Book Read Free

Rangers

Page 35

by Chloe Garner


  She got to the driver’s side door and glanced at Jason. His silhouette nodded sharply, and she put her hand on the handle, leaving as much space as she could and standing far to the front of the door. A shadow fell out of the rafters and she spun away, ducking as a knife slit the air over her head. She stood, gaining distance, and pointed her gun. Standing in her partial shadow, she found a skinny old man with a scraggly beard and liver spots on his sun-leathered skin. His eyes were manic as he walked toward her.

  “You’re from the sheriff’s office,” she said. He grinned, rotted teeth making a strange shape out of his lips. She raised her gun and he swung the knife at her again. The car’s engine was spinning up, getting louder as she moved back further. He charged her, and she squeezed the trigger. The gun kicked and he froze, his face knowing what had happened.

  Then unfreezing. He grinned wider and Samantha dropped the gun, reaching to draw her machete.

  “He’s human,” she yelled. The gun had pulled the bullet. They had told her it would, but she hadn’t ever pulled the trigger on a human before. He lunged at her again, knife overhead, and Jason tackled her. A gun reported, and the man staggered past, falling. Sam followed him, standing over him and firing three more times into his back. Jason and Samantha picked themselves up slowly, watching the body of the old man.

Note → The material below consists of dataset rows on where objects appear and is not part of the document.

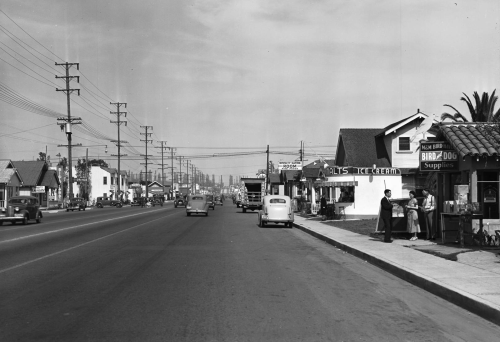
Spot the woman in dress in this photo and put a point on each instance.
(412, 207)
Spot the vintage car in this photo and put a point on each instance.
(218, 200)
(197, 204)
(211, 202)
(102, 202)
(21, 208)
(76, 203)
(276, 209)
(180, 201)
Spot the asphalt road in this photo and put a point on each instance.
(154, 274)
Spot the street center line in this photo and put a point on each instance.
(74, 227)
(78, 246)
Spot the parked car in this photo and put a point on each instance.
(276, 209)
(180, 201)
(136, 202)
(211, 202)
(21, 208)
(102, 202)
(197, 204)
(76, 203)
(218, 200)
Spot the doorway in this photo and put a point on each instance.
(487, 190)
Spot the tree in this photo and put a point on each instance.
(483, 111)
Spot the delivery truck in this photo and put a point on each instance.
(253, 190)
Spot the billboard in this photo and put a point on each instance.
(289, 166)
(438, 156)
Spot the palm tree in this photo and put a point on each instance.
(484, 111)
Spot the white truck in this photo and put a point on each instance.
(254, 189)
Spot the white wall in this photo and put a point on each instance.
(369, 192)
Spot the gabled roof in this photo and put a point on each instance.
(274, 178)
(31, 171)
(155, 183)
(472, 139)
(50, 179)
(401, 123)
(360, 148)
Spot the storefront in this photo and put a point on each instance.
(357, 191)
(463, 173)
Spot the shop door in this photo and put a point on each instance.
(488, 194)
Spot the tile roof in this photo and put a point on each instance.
(360, 147)
(472, 139)
(30, 171)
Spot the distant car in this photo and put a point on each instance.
(218, 200)
(211, 202)
(21, 208)
(77, 203)
(180, 201)
(136, 202)
(276, 209)
(102, 202)
(197, 204)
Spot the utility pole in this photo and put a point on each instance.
(267, 170)
(118, 142)
(146, 135)
(67, 122)
(162, 173)
(172, 162)
(187, 173)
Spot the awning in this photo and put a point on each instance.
(322, 183)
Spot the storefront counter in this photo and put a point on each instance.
(450, 227)
(400, 217)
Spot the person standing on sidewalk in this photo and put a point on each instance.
(428, 207)
(412, 207)
(386, 215)
(323, 207)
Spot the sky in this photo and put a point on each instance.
(216, 79)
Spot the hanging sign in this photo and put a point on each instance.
(438, 156)
(289, 166)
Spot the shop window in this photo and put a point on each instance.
(404, 144)
(346, 194)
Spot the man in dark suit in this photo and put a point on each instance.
(386, 214)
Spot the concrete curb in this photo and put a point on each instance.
(468, 303)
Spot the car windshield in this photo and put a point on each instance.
(18, 201)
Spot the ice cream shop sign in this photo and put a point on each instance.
(438, 156)
(352, 170)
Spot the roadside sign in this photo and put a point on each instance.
(438, 156)
(38, 190)
(290, 166)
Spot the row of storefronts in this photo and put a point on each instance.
(458, 163)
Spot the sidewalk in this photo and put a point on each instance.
(472, 282)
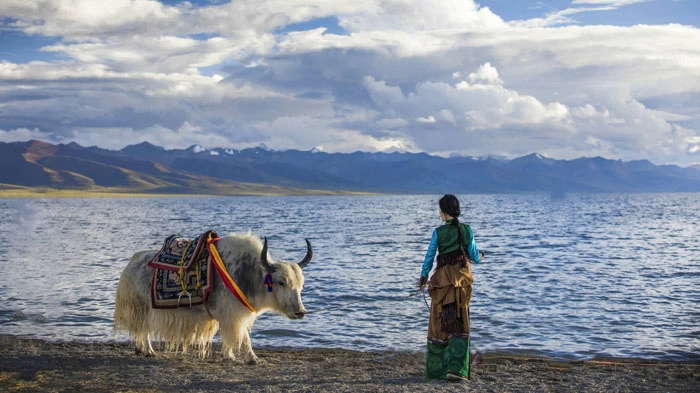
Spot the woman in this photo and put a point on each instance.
(450, 289)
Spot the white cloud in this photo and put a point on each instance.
(410, 74)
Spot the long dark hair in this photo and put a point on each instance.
(449, 204)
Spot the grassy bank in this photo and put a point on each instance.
(30, 365)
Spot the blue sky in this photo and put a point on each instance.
(567, 79)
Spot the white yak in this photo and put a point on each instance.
(247, 261)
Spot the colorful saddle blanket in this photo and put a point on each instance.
(182, 274)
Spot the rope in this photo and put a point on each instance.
(334, 307)
(362, 300)
(425, 299)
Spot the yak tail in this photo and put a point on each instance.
(130, 312)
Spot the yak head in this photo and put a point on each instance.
(284, 281)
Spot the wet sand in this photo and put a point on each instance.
(31, 365)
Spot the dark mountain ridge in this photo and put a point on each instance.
(152, 168)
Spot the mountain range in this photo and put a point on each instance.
(146, 168)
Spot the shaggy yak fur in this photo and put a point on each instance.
(248, 262)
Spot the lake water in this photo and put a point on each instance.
(572, 276)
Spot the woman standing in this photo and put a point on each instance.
(450, 289)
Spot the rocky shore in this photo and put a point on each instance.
(31, 365)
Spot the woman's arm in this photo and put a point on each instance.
(430, 255)
(473, 250)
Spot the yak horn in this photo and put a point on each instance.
(309, 254)
(263, 259)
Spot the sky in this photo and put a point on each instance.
(618, 79)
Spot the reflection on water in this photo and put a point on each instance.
(572, 276)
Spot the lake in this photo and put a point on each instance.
(568, 276)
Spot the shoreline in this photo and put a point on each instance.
(31, 365)
(262, 191)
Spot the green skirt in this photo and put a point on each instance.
(443, 356)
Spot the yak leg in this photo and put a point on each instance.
(143, 345)
(247, 350)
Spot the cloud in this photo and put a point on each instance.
(446, 77)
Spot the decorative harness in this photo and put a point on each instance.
(226, 278)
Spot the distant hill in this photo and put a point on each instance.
(153, 169)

  “He was only human,” she said, hands beginning to shake a bit with post-adrenaline comedown. She took a deep breath and mentally shook herself.

  “She’s hit,” Sam said, still pointing his gun at the body. Jason looked at Samantha, and she turned to let him look at her back.

  That was when the car’s brakes let go.

  <><><>

  Jason woke up in Heather’s living room and sat up, rubbing his eyes. Samantha was watching him from the armchair, sucking on one of her back teeth, her foot swinging a beat in the air. He frowned at her.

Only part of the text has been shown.